Eva, la cadette, multiplie les fugues. Ses éducateurs, engagés mais à bout de force, tentent de la sortir des griffes de proxénètes. Lucie, 18 ans, s’est extirpée de l’emprise de son " lover boy" (proxénète débutant une relation amoureuse avec une femme pour ensuite l'obliger à se prostitue, ndlr) il y a quelques mois. Elle revient sur sa descente aux enfers pour mieux la mettre à distance. Chloé, l’aînée, a aussi connu la violence des passes. Dans une démarche de pair-aidance, cette ancienne résidente du foyer se reconstruit « en réparant ses petites sœurs d’infortune et en mettant en garde celles qui idéalisent la prostitution ».

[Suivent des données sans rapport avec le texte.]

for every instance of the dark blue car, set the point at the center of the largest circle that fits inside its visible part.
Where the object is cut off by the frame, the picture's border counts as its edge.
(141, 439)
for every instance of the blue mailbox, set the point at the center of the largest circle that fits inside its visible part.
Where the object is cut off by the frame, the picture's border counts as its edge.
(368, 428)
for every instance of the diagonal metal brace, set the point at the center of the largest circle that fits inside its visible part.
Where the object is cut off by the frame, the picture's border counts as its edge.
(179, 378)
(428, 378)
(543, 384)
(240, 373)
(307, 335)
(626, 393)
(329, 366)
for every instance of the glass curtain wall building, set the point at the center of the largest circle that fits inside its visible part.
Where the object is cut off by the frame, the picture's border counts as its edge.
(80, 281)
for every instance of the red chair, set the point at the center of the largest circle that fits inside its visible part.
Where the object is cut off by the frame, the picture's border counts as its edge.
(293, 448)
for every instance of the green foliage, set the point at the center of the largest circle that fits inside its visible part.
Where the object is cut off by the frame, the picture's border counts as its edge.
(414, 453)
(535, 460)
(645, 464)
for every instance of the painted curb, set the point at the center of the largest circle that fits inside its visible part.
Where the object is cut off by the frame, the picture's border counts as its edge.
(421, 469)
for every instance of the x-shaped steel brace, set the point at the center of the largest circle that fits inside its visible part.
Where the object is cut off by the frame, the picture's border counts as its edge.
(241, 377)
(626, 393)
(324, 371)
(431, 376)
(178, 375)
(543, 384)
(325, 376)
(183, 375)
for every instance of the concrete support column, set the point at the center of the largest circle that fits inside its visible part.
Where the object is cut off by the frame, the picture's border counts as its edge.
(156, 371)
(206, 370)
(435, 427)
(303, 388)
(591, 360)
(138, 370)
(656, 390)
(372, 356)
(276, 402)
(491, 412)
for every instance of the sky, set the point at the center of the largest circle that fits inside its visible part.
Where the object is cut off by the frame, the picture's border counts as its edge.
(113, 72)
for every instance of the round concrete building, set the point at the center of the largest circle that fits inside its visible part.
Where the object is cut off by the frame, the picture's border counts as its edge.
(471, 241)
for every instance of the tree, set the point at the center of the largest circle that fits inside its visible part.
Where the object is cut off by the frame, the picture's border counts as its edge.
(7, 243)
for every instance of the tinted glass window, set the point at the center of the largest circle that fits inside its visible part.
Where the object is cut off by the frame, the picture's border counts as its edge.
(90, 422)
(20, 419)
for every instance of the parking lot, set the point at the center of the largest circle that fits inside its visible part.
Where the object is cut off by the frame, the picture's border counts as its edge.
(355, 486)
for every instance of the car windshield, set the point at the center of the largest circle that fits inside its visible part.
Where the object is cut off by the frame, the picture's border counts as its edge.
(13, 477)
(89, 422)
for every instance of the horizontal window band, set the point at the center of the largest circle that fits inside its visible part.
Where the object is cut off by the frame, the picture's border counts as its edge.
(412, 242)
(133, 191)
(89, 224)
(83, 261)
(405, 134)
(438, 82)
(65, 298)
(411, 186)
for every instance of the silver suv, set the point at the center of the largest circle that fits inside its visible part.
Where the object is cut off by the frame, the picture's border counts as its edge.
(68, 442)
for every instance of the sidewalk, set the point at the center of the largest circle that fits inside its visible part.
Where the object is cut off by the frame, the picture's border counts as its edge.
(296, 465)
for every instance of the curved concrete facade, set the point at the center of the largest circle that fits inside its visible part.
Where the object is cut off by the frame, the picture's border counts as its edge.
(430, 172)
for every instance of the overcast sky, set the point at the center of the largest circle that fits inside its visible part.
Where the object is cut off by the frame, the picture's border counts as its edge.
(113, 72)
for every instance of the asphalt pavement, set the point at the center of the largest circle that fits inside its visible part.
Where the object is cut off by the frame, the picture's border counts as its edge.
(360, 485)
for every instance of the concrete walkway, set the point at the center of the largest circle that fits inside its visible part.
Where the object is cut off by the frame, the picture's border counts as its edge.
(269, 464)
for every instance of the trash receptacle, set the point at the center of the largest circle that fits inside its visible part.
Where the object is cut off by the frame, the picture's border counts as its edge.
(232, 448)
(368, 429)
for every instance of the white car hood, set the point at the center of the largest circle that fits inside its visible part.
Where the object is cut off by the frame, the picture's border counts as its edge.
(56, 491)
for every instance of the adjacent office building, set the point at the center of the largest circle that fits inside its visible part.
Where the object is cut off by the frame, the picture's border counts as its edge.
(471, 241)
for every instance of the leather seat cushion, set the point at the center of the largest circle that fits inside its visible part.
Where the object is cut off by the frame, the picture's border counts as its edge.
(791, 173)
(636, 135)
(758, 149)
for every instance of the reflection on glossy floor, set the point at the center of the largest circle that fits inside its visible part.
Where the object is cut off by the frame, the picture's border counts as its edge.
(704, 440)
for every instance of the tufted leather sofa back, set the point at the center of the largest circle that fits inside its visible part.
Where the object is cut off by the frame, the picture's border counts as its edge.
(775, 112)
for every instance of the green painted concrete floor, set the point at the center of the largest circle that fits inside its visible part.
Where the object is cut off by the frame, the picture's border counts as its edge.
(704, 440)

« Entre la colère, la peur, l'impuissance et le désespoir à un moment donné tu dis "ce n’est pas possible" », témoigne un éducateur.
« "Comme si j’étais morte" rend hommage au courage de ces survivantes, mais aussi au travail complexe de ces éducateurs engagés mais à bout de force », souligne Benjamin Montel.
« Au départ de mon enquête, il y a deux ans, des chiffres choc : en cinq ans, le nombre de procédures pour proxénétisme sur mineurs a augmenté de 68 % ; l’âge moyen des victimes se situent entre 15 et 17 ans, mais l’entrée dans la prostitution se rajeunit avec des cas répertoriés dès l’âge de 12 ou 13 ans ; 80 % des mineurs en situation de prostitution seraient des jeunes filles prises en charge par l’aide sociale à l’enfance. Je prends contact avec plusieurs foyers de la protection de l’enfance. Tous confirment la réalité de ce fléau et la difficulté de l’enrayer sur le terrain. Grâce à une autorisation exceptionnelle, notre caméra s’immerge au cœur de l’un d’eux », explique Benjamin Montel, le réalisateur du documentaire.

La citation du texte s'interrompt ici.